Python frameworks automate the execution of many operations and provide developers with a foundation for application development.
Each framework has its own set of modules or packages that considerably shorten development time. Python frameworks are classified as full-stack, micro, or asynchronous.
Before delving into the popular Python frameworks in-depth, let’s first define the different sorts of frameworks
Libraries
A module is a file containing Python code, while a package is a directory containing sub-packages and modules. However, the distinction between a package and a Python library is hazy.
A Python library is a reusable piece of code that you may use in your applications or projects.
In contrast to languages such as C++ or C, Python libraries are not context-specific. A ‘library’ in this context refers to a collection of essential components.
A library is, in essence, a collection of modules. A package is a library that can be installed with the help of package management such as RubyGems or npm.
NumPy and Pandas for Data Analysis
Pandas and NumPy are two of the most popular Python data analysis packages. They provide a wide range of capabilities, from simple actions like slicing and dicing to more complicated operations like reshaping and grouping. Finding a quick and effective approach to examine your data is the most important challenge in data science. It might be difficult to choose one library over another, especially when they are comparable. Both provide a wide range of functionality, but their architecture, function, syntax, and language fundamentally differ. Let’s look at the fundamental distinctions between Pandas and NumPy.
Matplotlib for Data Visualization
Matplotlib is a multi-platform data visualization package based on NumPy arrays and designed to operate with the SciPy stack as a whole. John Hunter invented it in 2002, and the Space Telescope Science Institute adopted it in 2003. It is well-known for its compatibility with a wide range of operating systems and graphics backends, and it supports dozens of backends and output formats. It has a significant user base as well as an active developer community. Matplotlib’s interface and aesthetics have begun to show their age in recent years.
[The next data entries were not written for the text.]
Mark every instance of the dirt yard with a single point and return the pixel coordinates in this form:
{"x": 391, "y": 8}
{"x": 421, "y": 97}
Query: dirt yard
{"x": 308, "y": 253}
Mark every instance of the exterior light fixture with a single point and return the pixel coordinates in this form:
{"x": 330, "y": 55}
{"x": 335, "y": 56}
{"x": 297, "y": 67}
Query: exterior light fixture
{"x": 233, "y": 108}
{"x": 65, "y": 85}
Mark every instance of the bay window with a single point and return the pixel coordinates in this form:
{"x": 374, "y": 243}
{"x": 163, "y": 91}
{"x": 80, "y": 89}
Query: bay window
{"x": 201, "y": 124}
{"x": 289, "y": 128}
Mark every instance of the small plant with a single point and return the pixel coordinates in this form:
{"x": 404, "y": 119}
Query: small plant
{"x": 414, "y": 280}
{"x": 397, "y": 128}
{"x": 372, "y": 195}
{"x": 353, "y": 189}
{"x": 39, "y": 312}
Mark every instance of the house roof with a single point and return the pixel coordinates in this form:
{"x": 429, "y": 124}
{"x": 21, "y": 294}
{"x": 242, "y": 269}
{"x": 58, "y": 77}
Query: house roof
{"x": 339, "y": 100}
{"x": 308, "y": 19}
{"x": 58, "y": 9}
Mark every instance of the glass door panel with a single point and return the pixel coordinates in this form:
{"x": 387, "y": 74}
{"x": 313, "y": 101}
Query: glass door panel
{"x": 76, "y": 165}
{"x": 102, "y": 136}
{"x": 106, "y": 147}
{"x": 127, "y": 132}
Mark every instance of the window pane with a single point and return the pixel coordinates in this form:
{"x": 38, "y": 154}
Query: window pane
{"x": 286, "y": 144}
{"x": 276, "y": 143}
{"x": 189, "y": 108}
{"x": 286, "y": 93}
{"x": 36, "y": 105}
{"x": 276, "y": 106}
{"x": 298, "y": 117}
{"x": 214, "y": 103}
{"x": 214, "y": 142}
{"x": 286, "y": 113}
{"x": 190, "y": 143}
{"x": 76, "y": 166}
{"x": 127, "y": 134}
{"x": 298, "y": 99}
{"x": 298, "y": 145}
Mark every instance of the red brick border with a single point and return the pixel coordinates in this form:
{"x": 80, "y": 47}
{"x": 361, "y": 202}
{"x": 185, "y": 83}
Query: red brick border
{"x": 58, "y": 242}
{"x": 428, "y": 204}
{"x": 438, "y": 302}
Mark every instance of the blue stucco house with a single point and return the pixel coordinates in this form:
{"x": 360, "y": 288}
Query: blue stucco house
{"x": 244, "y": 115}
Matplotlib is a tried-and-true cross-platform graphics engine designed to make it easy to define new global charting styles. New R languages tools like ggplot and ggvis, as well as online visualization toolkits based on D3js and HTML5 canvas, may make Matplotlib feel clumsy and out-of-date. However, it remains an important component of the data visualization stack, even as new tools force the community to abandon direct use of the Matplotlib API.
Flask for Web Development
Python is a lightweight Python web framework that allows developers to construct Python-based online applications. It is extensible and does not need a certain directory structure or boilerplate code. Flask may also be used to provide additional capabilities to online applications, such as database storage and web form validation.
Django for Web Development
Django is a high-level Python web framework that promotes quick development and clean, pragmatic design. It was built by professional developers to take care of most of the pain of web development, so you can focus on building your app instead of reinventing the wheel. It’s free and open source.
Django was created to assist developers in completing applications as rapidly as possible.
Some of the busiest websites on the internet make use of Django’s ability to expand swiftly and flexibly.
Django takes security seriously and assists developers in avoiding numerous typical security blunders.